Por Ernesto Martins Faria, para a coluna Pesquisa Aplicada, na Nova Escola 

A fim de contribuir para uma discussão mais qualificada de Educação, o Iede organizou um documento com análises das principais propostas de Fernando Haddad (PT) e Jair Bolsonaro (PSL) para a área. Todos os pesquisadores do comitê técnico do Iede contribuíram, assim como pesquisadores convidados. No total, 14 pesquisadores participaram, incluindo nomes como Simon Schwartzman (sociólogo, ex-presidente do IBGE), Paula Louzano (diretora da faculdade de Educação da Universidad Diego Portales, Chile), Telma Vinha (professora da Unicamp e que já foi colunista da Nova Escola) e Daniel Santos (professor da USP).
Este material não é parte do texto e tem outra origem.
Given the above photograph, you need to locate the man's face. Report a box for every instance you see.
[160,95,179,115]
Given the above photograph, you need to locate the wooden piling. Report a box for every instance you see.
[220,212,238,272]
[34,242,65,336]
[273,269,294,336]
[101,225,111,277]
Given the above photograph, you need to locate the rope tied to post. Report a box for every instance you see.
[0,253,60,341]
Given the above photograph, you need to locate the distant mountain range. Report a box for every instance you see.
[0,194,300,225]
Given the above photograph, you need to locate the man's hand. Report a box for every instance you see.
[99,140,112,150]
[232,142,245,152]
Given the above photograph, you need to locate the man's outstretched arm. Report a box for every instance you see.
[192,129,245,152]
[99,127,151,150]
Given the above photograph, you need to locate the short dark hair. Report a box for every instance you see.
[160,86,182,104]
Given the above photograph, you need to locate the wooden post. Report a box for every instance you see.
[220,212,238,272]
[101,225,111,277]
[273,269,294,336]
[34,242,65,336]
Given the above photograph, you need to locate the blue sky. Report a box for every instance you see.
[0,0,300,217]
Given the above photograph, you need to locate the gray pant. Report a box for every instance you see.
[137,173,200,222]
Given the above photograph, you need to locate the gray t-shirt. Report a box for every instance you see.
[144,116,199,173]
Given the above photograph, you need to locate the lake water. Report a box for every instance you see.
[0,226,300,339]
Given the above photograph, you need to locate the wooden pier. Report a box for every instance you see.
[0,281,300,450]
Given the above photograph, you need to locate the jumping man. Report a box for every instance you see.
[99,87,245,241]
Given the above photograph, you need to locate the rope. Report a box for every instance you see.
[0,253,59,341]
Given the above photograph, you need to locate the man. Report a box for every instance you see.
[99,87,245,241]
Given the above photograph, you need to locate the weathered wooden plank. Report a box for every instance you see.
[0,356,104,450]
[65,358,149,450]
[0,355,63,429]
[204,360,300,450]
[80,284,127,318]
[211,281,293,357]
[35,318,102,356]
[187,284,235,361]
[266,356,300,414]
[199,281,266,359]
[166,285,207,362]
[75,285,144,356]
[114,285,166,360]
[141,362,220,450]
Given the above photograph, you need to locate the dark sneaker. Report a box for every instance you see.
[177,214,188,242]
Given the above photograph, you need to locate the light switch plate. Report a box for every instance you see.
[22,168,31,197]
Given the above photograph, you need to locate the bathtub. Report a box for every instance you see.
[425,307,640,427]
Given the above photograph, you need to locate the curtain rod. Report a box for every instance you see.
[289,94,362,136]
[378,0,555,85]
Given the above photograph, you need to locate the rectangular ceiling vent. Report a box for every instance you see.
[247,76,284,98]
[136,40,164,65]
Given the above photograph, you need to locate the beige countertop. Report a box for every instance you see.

Uma das análises, de Regina Madalozzo e Charles Kirschbaum (ambos professores do Insper), aborda a proposta de Jair Bolsonaro de instituir o “Escola Sem Partido”, que quero abordar mais a fundo aqui. O candidato já defendeu o projeto diversas vezes. Em seu plano de governo, não cita a Escola Sem Partido, especificamente, mas diz que “um dos maiores males atuais é a forte doutrinação”.

Nesta semana, o jornal Folha de S. Paulo destacou o assunto em duas reportagens. Outra motivação para falar deste tema é que estou em Berlim, a estudos, e acompanhando parte da discussão sobre iniciativa semelhante no país.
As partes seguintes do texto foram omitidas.